[Seaside] Smalltalk design advice - how to implement genericbi-directional pointers?

Colin Putney cputney at wiresong.ca
Sat Dec 22 23:03:08 UTC 2007


On Sat, 22 Dec 2007 22:39:38 +0100, Ch Lamprecht wrote:

> Trying to find an OO model to represent this, I end up with three 
> Classes that correspond to the three tables mentioned above ( maybe 
> this is wrong already??). Each of the project/employee instances 
> would hold a collection of association objects. Each association 
> object would have instance vars to reference a project and an 
> employee. But that way I would have bidirectional links on both sides 
> of the association object...
> I could avoid the collections of associations in employee/project and 
> create class-side methods in the association class instead answering 
> collections of associations referencing a given employee (or 
> project). But that seems even worse  to me - like simulating a 
> database table.

It seems to me that you're trying too hard to make your model reflect 
"reality." Don't worry about that. Instead, think about what you want 
your application to accomplish. You want to be able to list the 
employees that are assigned to a project? It's perfectly reasonable to 
just have projects keep a collection of employees. If at some point you 
need to get the reverse - projects an employee is involved with, just 
get all projects and select the ones that reference that employee. 
Unless you have massive amounts of data, that'll work just fine. 

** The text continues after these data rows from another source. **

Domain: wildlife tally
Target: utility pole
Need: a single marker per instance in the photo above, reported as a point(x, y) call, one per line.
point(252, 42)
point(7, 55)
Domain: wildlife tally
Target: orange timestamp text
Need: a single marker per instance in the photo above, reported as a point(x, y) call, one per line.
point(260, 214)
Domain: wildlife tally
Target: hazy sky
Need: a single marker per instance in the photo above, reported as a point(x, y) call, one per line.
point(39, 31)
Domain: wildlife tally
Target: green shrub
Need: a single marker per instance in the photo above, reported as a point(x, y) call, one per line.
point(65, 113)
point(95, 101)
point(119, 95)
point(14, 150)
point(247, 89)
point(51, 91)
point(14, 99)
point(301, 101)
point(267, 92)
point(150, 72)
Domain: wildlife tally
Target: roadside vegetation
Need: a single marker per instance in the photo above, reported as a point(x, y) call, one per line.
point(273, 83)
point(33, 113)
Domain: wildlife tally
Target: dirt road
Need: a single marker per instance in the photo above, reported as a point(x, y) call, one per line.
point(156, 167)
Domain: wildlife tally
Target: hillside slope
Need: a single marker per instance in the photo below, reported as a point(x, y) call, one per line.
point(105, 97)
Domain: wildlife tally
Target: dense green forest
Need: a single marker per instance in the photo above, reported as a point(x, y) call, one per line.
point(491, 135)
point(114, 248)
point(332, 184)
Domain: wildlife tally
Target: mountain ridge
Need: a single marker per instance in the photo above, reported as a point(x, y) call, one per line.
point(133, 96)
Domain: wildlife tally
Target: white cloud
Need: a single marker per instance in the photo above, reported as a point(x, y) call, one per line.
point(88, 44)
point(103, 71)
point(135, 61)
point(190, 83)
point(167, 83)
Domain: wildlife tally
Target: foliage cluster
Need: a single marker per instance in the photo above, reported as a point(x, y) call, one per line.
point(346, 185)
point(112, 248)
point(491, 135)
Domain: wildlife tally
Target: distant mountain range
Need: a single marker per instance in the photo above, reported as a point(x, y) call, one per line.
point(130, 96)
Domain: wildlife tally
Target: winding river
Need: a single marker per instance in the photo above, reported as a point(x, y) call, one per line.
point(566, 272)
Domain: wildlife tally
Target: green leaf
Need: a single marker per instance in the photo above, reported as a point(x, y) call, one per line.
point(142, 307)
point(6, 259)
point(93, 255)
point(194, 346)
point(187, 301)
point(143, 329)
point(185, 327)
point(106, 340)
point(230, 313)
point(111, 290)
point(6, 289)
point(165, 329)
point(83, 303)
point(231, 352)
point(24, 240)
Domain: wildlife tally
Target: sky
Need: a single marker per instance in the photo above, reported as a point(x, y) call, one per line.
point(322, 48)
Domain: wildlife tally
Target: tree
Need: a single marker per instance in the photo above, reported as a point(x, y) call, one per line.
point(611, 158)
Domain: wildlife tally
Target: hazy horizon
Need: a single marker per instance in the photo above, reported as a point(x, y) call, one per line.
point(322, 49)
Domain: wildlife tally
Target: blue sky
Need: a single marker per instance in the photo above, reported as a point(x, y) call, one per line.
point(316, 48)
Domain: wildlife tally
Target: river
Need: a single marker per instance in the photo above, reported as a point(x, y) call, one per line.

Perhaps your application would be best served by a master list of 
employee->project assignments. Maybe it needs a reverse index. Maybe 
not. Maybe you need a date range associated with the assignment so you 
can see what the employee has been invoved with in the past or his 
schedule for the future. In that case, an temporal index might be 
what's required.

The best thing to do is start by using the simplest model that captures 
the information you need to present in your user interface, for the 
smallest set of features that will be useful. As go forward, the UI 
will get richer, and the model will evolve to meet the needs of the UI.